New developments on Collaborative Leadership

Big Mind: when CI flirts with AI, leader be aware

Why do some organizations seem so much smarter than others? Can people think together (more) successfully in groups? How can technology help? In his book, Geoff Mulgan, chief executive of Nesta, shows how the answers can be found in the emerging field of collective intelligence, which links people and machines to foster substantial jumps in group intelligence.

The smarter outcome does not happen automatically; it must be carefully orchestrated. This is the role of the facilitator in a human group. When it comes to link Collective Intelligence with Artificial Intelligence Geoff Mulgan gives us a number of useful conceptual frames to support advances in the field.

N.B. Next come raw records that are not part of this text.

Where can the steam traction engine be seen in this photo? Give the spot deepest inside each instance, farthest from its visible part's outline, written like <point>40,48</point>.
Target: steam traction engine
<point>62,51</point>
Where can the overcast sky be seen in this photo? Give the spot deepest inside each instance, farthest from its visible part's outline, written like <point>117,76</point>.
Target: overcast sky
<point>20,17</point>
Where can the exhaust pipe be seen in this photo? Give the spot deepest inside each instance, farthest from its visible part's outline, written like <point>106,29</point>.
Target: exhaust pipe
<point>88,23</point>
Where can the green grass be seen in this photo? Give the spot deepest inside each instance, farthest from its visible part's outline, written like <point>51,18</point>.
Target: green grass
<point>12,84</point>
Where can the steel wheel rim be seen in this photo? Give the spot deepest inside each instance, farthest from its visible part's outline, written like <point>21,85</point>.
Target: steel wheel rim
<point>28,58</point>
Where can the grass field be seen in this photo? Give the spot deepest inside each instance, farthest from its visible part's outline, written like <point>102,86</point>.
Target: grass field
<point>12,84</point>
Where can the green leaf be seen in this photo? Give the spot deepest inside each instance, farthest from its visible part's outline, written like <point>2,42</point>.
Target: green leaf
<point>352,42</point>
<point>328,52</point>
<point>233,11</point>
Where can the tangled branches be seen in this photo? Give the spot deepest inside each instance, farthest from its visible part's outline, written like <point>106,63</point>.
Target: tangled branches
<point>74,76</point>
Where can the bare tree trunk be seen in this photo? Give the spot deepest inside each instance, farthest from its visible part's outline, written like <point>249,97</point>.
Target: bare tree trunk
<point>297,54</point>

In particular, he highlights a number of important dimensions of CI. These include:

  • the functional capabilities of CI that are utilized and coordinated in context – observing, analysing, remembering, creating, empathising, and judging.
  • infrastructures that are needed to support CI, including tools, methods, common standards and rules, and new institutions and networks.
  • principles for organising CI work, in particular, autonomy, balance, focus, reflexivity, and integration for action.
  • the three learning loops shaping CI applications, that is, using existing models to solve specific, pre-defined problems (loop 1); generating new models to support new learning (loop 2); and changing the way we think, including our epistemologies, ontologies, problem solving methods and tools (loop 3).

Emotional and relational intelligence are key for tomorrow’s leaders, if they want to connect with AI. Remember some functional capabilities such as observing, analysing, creating, and empathising.

Collective intelligence is an emerging field and it is important to understand that it doesn’t emerge by chance. Serendipity does, but is definitely more risky to count on it.

We believe we have to deploy our antennas for the upcoming CI-AI merge and be aware of its importance.